The song is was written by a Ukrainian and is called Shchedryk. It was originally a New Year's song; when Shchedryk was written, the Ukrainian New Year was in April, so it's actually a springtime song, and has nothing to do with bells.
There are some simply fantastic recordings of Shchedryk sung in Ukrainian; although (or maybe because?) I don't understand Ukrainian, I find these more beautiful and moving than the English lyrics.
Edit: several articles (words) were dropped, but only articles. So I have either suddenly a weird sort of brain disease that affects only some parts-of-speech, or ... well, that's the only reasonable explanation. Anyway, edited to fix.
Was lucky enough to go to one of the Eurovision shows in Liverpool this year and they had the Ukrainian version as part of the half time show. I could listen to it every day of my life so it's handy that there's a version for every season!

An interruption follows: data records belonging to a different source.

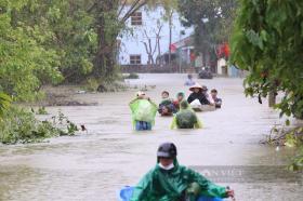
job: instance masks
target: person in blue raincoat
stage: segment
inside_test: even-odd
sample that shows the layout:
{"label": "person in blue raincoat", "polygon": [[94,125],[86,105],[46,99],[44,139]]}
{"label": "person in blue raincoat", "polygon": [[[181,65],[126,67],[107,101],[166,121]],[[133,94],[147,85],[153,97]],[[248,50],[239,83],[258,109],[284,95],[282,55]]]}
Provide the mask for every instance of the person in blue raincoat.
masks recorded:
{"label": "person in blue raincoat", "polygon": [[180,165],[175,145],[164,143],[158,148],[156,166],[134,188],[131,201],[197,201],[201,196],[228,198],[234,191]]}

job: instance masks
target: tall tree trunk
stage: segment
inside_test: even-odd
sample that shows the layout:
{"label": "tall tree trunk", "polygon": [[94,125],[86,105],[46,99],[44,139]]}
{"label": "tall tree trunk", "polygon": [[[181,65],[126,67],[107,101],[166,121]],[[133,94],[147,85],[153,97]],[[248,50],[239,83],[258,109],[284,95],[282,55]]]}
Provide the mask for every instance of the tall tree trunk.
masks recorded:
{"label": "tall tree trunk", "polygon": [[[118,36],[118,32],[116,32],[115,28],[114,30],[110,30],[113,32],[108,34],[107,27],[110,26],[108,23],[115,21],[115,15],[110,11],[116,11],[117,5],[115,4],[117,2],[102,2],[97,3],[97,13],[100,13],[97,17],[97,39],[98,39],[98,49],[97,54],[94,59],[94,69],[93,69],[93,76],[95,78],[102,78],[102,77],[108,77],[113,75],[116,64],[116,38]],[[110,19],[105,17],[106,14],[109,14]],[[118,19],[117,19],[118,21]]]}

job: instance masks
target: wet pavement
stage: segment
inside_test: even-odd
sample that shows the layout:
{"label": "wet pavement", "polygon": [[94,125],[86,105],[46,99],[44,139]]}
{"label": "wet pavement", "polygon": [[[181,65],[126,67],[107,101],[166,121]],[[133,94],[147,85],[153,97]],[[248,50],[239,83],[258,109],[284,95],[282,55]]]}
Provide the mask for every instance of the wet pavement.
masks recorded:
{"label": "wet pavement", "polygon": [[[137,88],[156,85],[146,94],[159,103],[163,90],[170,91],[171,96],[179,91],[188,95],[183,85],[185,78],[186,75],[141,75],[141,79],[128,83]],[[85,124],[89,132],[43,144],[0,146],[0,200],[115,201],[120,187],[136,184],[155,165],[156,149],[163,142],[176,144],[181,164],[198,170],[236,166],[245,172],[250,166],[268,166],[264,173],[256,171],[259,176],[248,171],[238,182],[227,176],[221,185],[229,182],[237,200],[303,200],[302,175],[288,176],[280,166],[289,163],[288,156],[293,150],[277,151],[259,144],[274,124],[282,122],[278,113],[266,104],[246,98],[241,79],[197,81],[218,89],[223,98],[222,109],[198,113],[202,130],[170,130],[172,118],[157,116],[153,131],[134,132],[128,103],[136,90],[75,95],[81,100],[97,102],[98,106],[47,108],[51,113],[61,109],[71,121]]]}

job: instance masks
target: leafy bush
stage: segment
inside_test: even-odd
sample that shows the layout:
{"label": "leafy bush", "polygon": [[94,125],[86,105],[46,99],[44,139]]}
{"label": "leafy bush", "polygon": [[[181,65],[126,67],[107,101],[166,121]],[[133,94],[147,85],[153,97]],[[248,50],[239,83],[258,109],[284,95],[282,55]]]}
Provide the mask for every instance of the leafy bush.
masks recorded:
{"label": "leafy bush", "polygon": [[0,119],[2,118],[4,111],[10,107],[12,98],[4,94],[0,93]]}
{"label": "leafy bush", "polygon": [[39,143],[45,138],[74,135],[78,128],[62,112],[52,117],[53,121],[39,121],[32,111],[11,107],[4,111],[0,121],[0,142],[2,144]]}

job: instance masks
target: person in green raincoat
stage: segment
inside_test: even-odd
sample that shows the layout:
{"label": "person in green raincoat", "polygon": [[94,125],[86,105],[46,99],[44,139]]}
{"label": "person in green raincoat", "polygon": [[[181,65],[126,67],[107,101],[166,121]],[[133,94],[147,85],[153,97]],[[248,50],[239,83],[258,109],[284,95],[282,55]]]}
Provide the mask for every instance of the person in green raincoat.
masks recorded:
{"label": "person in green raincoat", "polygon": [[130,108],[135,130],[152,130],[152,126],[155,124],[157,105],[144,92],[136,93],[136,97],[130,103]]}
{"label": "person in green raincoat", "polygon": [[234,198],[234,190],[180,165],[175,145],[163,143],[157,151],[156,166],[134,188],[130,201],[196,201],[200,196]]}
{"label": "person in green raincoat", "polygon": [[182,100],[180,111],[173,117],[171,129],[201,129],[202,123],[187,100]]}

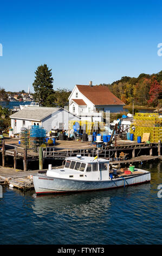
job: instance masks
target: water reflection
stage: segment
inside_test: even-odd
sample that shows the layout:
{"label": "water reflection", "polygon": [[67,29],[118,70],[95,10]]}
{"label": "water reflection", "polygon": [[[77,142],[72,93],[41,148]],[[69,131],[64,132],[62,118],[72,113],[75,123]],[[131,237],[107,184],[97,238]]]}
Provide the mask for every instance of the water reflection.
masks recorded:
{"label": "water reflection", "polygon": [[100,218],[111,204],[107,192],[83,192],[66,195],[50,195],[34,198],[32,208],[39,217],[53,212],[77,217]]}

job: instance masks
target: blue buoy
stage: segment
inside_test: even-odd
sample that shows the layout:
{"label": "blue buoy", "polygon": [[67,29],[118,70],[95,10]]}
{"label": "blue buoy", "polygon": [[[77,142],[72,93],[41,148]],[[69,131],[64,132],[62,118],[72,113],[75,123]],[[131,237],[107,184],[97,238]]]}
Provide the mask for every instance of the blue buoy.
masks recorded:
{"label": "blue buoy", "polygon": [[138,136],[138,137],[137,137],[137,142],[138,143],[141,143],[141,136]]}
{"label": "blue buoy", "polygon": [[133,133],[131,133],[131,141],[133,141]]}

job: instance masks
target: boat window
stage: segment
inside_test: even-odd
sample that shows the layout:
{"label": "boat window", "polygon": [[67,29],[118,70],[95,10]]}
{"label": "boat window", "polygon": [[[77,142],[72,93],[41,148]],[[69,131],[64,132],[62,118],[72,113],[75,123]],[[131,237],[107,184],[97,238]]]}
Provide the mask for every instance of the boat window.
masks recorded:
{"label": "boat window", "polygon": [[80,165],[81,165],[81,163],[80,163],[79,162],[76,162],[75,167],[75,170],[79,170]]}
{"label": "boat window", "polygon": [[85,167],[86,167],[86,163],[82,163],[80,168],[80,170],[81,170],[81,172],[84,172]]}
{"label": "boat window", "polygon": [[70,163],[70,169],[74,169],[74,168],[75,163],[76,163],[75,161],[72,161],[71,163]]}
{"label": "boat window", "polygon": [[107,163],[100,163],[100,170],[107,170]]}
{"label": "boat window", "polygon": [[98,164],[97,163],[93,163],[92,164],[92,170],[93,172],[95,172],[98,170]]}
{"label": "boat window", "polygon": [[88,163],[86,172],[91,172],[91,164],[90,164],[90,163]]}
{"label": "boat window", "polygon": [[64,167],[65,167],[66,168],[69,168],[69,166],[70,166],[70,162],[71,162],[70,161],[69,161],[69,160],[67,160]]}

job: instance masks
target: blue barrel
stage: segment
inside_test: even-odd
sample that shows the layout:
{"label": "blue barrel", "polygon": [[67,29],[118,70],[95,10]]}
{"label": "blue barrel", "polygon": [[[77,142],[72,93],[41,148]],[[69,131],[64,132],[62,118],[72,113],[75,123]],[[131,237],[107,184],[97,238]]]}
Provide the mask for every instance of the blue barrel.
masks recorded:
{"label": "blue barrel", "polygon": [[137,137],[137,142],[138,143],[141,143],[141,136],[138,136],[138,137]]}
{"label": "blue barrel", "polygon": [[128,141],[130,141],[130,132],[127,132],[127,139],[128,140]]}
{"label": "blue barrel", "polygon": [[93,133],[93,141],[96,141],[96,136],[97,136],[97,133],[96,132],[94,132]]}
{"label": "blue barrel", "polygon": [[133,133],[131,133],[131,141],[133,141]]}
{"label": "blue barrel", "polygon": [[108,142],[107,135],[103,135],[102,139],[103,139],[103,142]]}

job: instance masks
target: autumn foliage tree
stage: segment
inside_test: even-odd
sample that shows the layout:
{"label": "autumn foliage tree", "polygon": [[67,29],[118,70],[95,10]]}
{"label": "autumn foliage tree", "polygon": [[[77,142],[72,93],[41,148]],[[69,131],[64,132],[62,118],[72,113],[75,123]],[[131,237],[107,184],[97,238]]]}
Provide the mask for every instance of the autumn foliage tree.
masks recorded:
{"label": "autumn foliage tree", "polygon": [[148,100],[148,103],[155,107],[158,103],[159,97],[162,92],[162,87],[154,76],[152,78],[151,82],[149,92],[150,99]]}

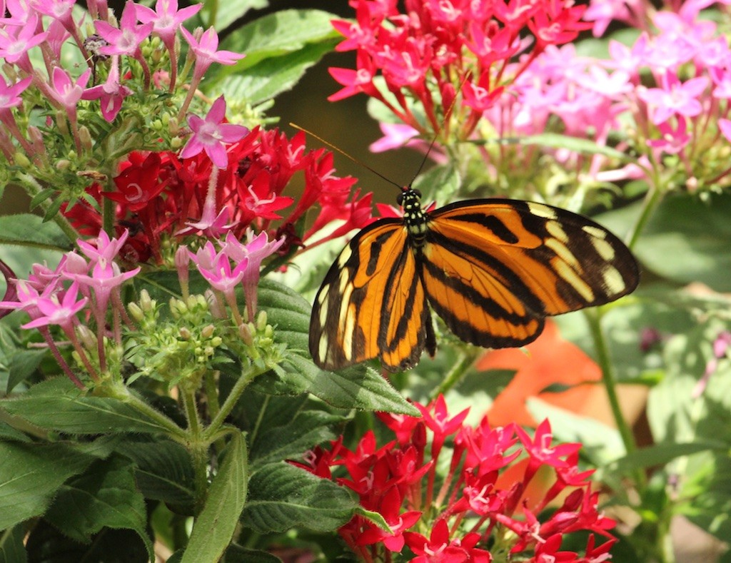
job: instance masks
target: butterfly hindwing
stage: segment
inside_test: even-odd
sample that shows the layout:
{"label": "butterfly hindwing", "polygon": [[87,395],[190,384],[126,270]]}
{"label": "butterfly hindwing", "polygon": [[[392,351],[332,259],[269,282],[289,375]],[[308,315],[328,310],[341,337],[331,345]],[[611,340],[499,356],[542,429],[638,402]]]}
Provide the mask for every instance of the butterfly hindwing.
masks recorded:
{"label": "butterfly hindwing", "polygon": [[463,340],[518,346],[545,316],[602,305],[637,286],[626,247],[586,218],[542,204],[461,202],[430,214],[422,248],[429,302]]}
{"label": "butterfly hindwing", "polygon": [[416,260],[399,219],[382,219],[350,241],[315,298],[309,347],[315,363],[337,369],[379,358],[389,369],[414,365],[428,311]]}

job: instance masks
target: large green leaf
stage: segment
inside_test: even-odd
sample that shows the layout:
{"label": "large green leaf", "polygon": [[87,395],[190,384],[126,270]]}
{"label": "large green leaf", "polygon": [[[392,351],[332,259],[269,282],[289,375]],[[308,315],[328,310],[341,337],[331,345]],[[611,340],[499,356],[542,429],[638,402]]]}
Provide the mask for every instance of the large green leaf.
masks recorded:
{"label": "large green leaf", "polygon": [[41,428],[69,434],[156,434],[167,429],[118,399],[84,396],[65,378],[34,385],[19,397],[0,402],[0,409]]}
{"label": "large green leaf", "polygon": [[[275,397],[276,400],[279,397]],[[251,466],[260,465],[300,456],[307,450],[335,434],[330,426],[341,422],[343,417],[317,410],[298,413],[281,426],[262,426],[251,444]]]}
{"label": "large green leaf", "polygon": [[133,530],[154,559],[145,529],[145,499],[135,487],[133,469],[121,456],[94,462],[59,488],[45,518],[69,537],[85,543],[104,527]]}
{"label": "large green leaf", "polygon": [[26,563],[28,556],[23,540],[26,529],[22,524],[0,533],[0,563]]}
{"label": "large green leaf", "polygon": [[[613,215],[626,223],[638,206]],[[673,282],[700,281],[731,291],[729,217],[731,194],[708,194],[707,201],[673,194],[655,210],[633,250],[644,266]]]}
{"label": "large green leaf", "polygon": [[287,345],[289,353],[281,367],[284,374],[266,374],[254,387],[271,394],[311,393],[340,408],[387,410],[418,416],[406,401],[375,370],[355,366],[336,372],[325,372],[312,363],[308,348],[310,306],[289,288],[263,281],[259,289],[260,308],[275,326],[274,337]]}
{"label": "large green leaf", "polygon": [[135,461],[135,478],[145,498],[191,513],[194,475],[183,446],[168,440],[137,438],[121,442],[116,451]]}
{"label": "large green leaf", "polygon": [[22,245],[71,250],[72,242],[53,221],[44,223],[38,215],[20,213],[0,216],[0,245]]}
{"label": "large green leaf", "polygon": [[265,58],[281,57],[313,43],[330,42],[340,37],[330,23],[333,18],[319,9],[284,9],[260,18],[221,42],[221,49],[246,54],[229,72],[238,74]]}
{"label": "large green leaf", "polygon": [[295,527],[330,532],[347,522],[357,506],[349,489],[282,462],[254,473],[249,491],[243,523],[262,534]]}
{"label": "large green leaf", "polygon": [[183,563],[218,561],[231,543],[246,501],[246,443],[237,432],[232,434],[221,469],[211,484],[205,506],[193,524]]}
{"label": "large green leaf", "polygon": [[229,99],[246,100],[251,105],[272,99],[291,90],[305,71],[331,51],[334,45],[334,41],[308,45],[294,53],[260,61],[241,74],[227,77],[216,90]]}
{"label": "large green leaf", "polygon": [[95,459],[64,443],[0,442],[0,529],[42,514],[61,484]]}

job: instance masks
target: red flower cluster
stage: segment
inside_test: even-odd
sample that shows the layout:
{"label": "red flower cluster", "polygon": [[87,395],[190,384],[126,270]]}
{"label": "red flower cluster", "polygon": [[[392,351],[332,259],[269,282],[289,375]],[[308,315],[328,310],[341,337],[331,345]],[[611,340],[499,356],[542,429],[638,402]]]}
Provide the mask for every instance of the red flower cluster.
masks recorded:
{"label": "red flower cluster", "polygon": [[[175,236],[216,237],[230,231],[241,238],[251,227],[268,231],[270,240],[284,237],[279,252],[287,254],[333,220],[345,223],[327,239],[371,220],[371,194],[357,199],[351,191],[356,179],[335,176],[333,154],[325,149],[306,151],[303,133],[290,140],[276,129],[257,127],[227,152],[230,164],[224,169],[215,168],[202,151],[189,158],[172,152],[132,153],[114,178],[116,191],[102,191],[95,183],[88,193],[97,205],[82,202],[62,211],[80,232],[96,235],[102,197],[115,202],[115,228],[130,231],[121,256],[132,264],[151,256],[161,262],[163,241]],[[304,191],[295,202],[283,192],[300,171]],[[321,209],[314,224],[298,236],[298,222],[315,204]]]}
{"label": "red flower cluster", "polygon": [[[422,418],[379,415],[395,435],[385,445],[377,447],[368,431],[355,451],[341,437],[329,450],[318,447],[297,464],[325,478],[341,466],[346,475],[336,481],[388,524],[386,531],[359,515],[340,529],[363,560],[380,560],[385,550],[401,552],[404,546],[413,554],[409,560],[419,563],[489,563],[499,554],[537,563],[610,559],[616,540],[607,530],[615,522],[597,510],[599,494],[587,480],[593,472],[578,470],[580,444],[551,445],[548,421],[531,439],[517,425],[491,428],[486,417],[475,428],[466,426],[467,410],[450,418],[442,397],[429,407],[417,406]],[[440,454],[450,456],[448,463]],[[437,467],[447,472],[443,480]],[[539,470],[555,478],[537,497],[529,484]],[[417,531],[409,531],[412,527]],[[564,537],[577,532],[590,532],[584,554],[561,551]],[[607,540],[596,545],[594,533]]]}
{"label": "red flower cluster", "polygon": [[[471,112],[461,120],[461,134],[466,137],[504,86],[547,45],[570,42],[591,27],[580,21],[586,7],[574,4],[406,0],[406,13],[401,14],[396,0],[350,0],[357,23],[335,20],[333,25],[346,37],[337,50],[356,50],[357,68],[330,69],[344,86],[330,99],[363,92],[423,131],[425,124],[414,115],[406,97],[410,95],[420,102],[433,131],[439,131],[442,120],[435,105],[441,104],[444,115],[454,99],[455,85],[466,79],[463,105]],[[518,55],[520,64],[509,69]],[[374,82],[379,71],[395,103]]]}

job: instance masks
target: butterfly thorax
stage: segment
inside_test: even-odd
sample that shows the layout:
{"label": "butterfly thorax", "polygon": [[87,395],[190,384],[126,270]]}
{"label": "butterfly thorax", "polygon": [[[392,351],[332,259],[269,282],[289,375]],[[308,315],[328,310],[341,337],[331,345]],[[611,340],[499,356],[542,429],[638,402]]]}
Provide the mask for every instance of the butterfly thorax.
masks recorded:
{"label": "butterfly thorax", "polygon": [[398,194],[398,204],[404,211],[404,222],[409,231],[412,248],[419,248],[424,243],[428,221],[421,209],[421,192],[407,188]]}

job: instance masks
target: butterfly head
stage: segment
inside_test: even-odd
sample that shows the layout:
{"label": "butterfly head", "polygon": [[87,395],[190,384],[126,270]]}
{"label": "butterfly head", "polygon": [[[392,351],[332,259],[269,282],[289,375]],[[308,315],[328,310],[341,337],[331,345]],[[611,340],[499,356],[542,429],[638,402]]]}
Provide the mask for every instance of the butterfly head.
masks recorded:
{"label": "butterfly head", "polygon": [[404,222],[409,234],[412,241],[418,245],[423,240],[427,230],[426,215],[421,208],[421,192],[409,186],[398,194],[396,201],[404,211]]}

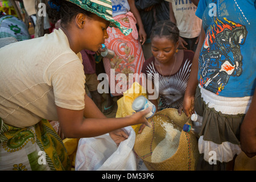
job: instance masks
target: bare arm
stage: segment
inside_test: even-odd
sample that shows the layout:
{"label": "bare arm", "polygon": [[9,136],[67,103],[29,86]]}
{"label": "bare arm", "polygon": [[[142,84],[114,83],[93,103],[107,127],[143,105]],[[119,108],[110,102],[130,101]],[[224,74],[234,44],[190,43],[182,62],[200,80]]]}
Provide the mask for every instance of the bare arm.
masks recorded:
{"label": "bare arm", "polygon": [[[147,122],[144,116],[150,110],[121,118],[106,118],[88,96],[85,109],[73,110],[56,106],[60,127],[68,138],[85,138],[101,135],[124,127]],[[84,115],[86,117],[84,118]]]}
{"label": "bare arm", "polygon": [[256,155],[256,92],[240,130],[242,150],[250,158]]}
{"label": "bare arm", "polygon": [[131,12],[133,13],[134,17],[137,22],[138,26],[139,27],[139,42],[141,42],[143,45],[147,40],[147,34],[144,30],[144,26],[142,23],[142,20],[141,18],[141,15],[135,5],[134,0],[128,0],[128,2],[131,9]]}
{"label": "bare arm", "polygon": [[191,67],[191,71],[187,85],[183,101],[183,110],[187,117],[190,117],[194,113],[194,101],[196,89],[198,84],[198,59],[201,48],[204,43],[205,33],[203,27],[201,28],[201,34],[199,38],[199,42],[195,53],[193,59],[193,63]]}

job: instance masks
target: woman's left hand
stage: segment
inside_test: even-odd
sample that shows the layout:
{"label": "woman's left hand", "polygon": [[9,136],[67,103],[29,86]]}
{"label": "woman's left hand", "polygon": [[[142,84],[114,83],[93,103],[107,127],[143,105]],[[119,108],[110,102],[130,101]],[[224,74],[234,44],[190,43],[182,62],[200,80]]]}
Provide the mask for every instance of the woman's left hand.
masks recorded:
{"label": "woman's left hand", "polygon": [[128,138],[129,135],[123,129],[118,129],[109,133],[109,136],[118,146],[120,143]]}

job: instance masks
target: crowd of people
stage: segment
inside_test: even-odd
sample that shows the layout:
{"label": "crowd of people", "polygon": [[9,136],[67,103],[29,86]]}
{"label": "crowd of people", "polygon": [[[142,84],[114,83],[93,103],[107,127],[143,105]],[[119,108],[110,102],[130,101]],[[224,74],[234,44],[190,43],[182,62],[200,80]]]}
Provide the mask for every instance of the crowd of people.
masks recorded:
{"label": "crowd of people", "polygon": [[[19,2],[35,27],[35,5]],[[232,170],[242,151],[255,156],[255,1],[49,0],[46,5],[46,34],[36,38],[13,13],[0,9],[0,170],[69,170],[64,138],[109,133],[118,146],[129,136],[122,128],[148,125],[150,108],[106,117],[114,98],[134,81],[122,80],[122,92],[104,98],[101,73],[115,80],[109,91],[119,85],[119,73],[144,73],[159,94],[150,100],[156,111],[175,108],[188,118],[195,112],[203,117],[197,170]],[[114,51],[113,58],[101,56],[102,44]],[[33,162],[40,151],[47,165]]]}

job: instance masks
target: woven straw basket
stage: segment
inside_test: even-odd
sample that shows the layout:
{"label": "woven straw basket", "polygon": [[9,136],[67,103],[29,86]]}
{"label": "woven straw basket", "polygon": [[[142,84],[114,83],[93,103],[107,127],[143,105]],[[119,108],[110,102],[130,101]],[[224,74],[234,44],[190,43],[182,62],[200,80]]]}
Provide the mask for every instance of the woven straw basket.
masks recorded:
{"label": "woven straw basket", "polygon": [[[151,123],[152,127],[146,127],[141,134],[137,134],[134,144],[135,152],[143,160],[148,170],[195,170],[199,156],[197,139],[193,134],[182,130],[184,124],[191,125],[191,119],[188,119],[184,113],[180,116],[177,109],[169,108],[156,113],[148,122]],[[171,122],[175,129],[181,131],[180,142],[176,152],[170,158],[153,163],[151,162],[152,153],[158,144],[165,138],[166,133],[160,125],[162,122]]]}

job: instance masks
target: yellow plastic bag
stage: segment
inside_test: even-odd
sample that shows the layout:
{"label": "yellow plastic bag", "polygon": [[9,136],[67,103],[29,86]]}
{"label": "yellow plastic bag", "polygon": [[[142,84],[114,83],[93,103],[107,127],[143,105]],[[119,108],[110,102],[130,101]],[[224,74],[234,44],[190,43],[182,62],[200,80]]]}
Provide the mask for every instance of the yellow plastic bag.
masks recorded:
{"label": "yellow plastic bag", "polygon": [[[147,98],[146,89],[138,82],[134,82],[131,88],[123,92],[123,96],[117,101],[116,118],[125,117],[133,114],[135,111],[132,109],[133,101],[139,96],[143,96]],[[137,133],[141,125],[131,126]]]}
{"label": "yellow plastic bag", "polygon": [[80,138],[66,138],[63,140],[63,144],[67,149],[68,155],[71,162],[71,170],[75,170],[76,151],[77,150],[79,139]]}

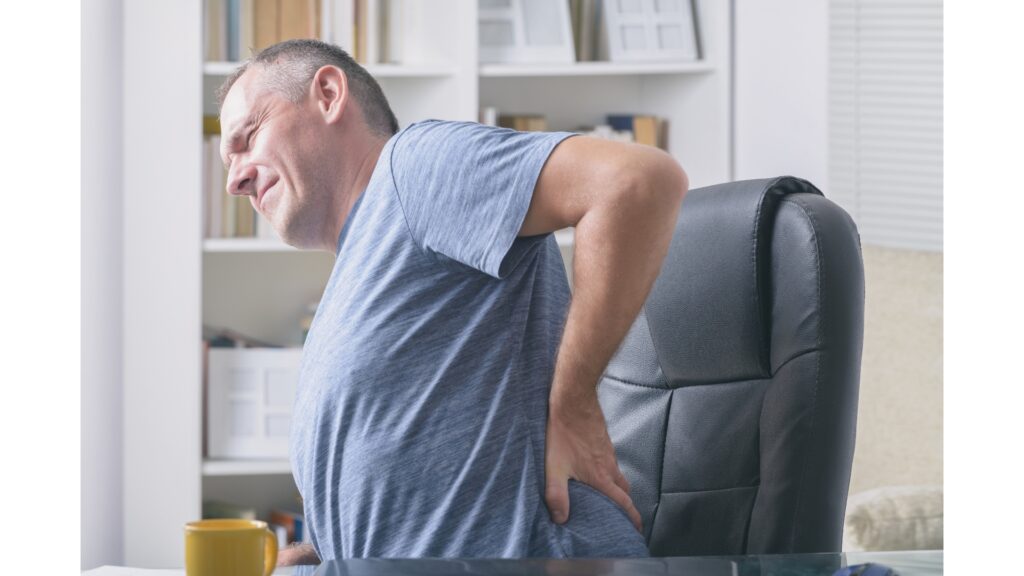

Do you know if it was based on any plain chant roots? The ostinato shares a basic note structure with the Dies Irae, (Day of Wrath) and I've been wondering if they were connected.
I saw trans Siberian orchestra live a few years back, and it was terrible. It was nothing like Carol of the bells (in terms of energy and being good) and I ended up leaving halfway through the show.
This here is in case you listen to the song, and it sounding like a boss battle just WASNT enough, well, heh, EVERY Lindsey Sterling video looks like a pre-boss battle cut scene lifted from Final Fantasy.
I always expect lasers or explosions to happen at the end, commencing the start of the battle.
....i think my joking about that ruined Lindsey Stirling for my wife.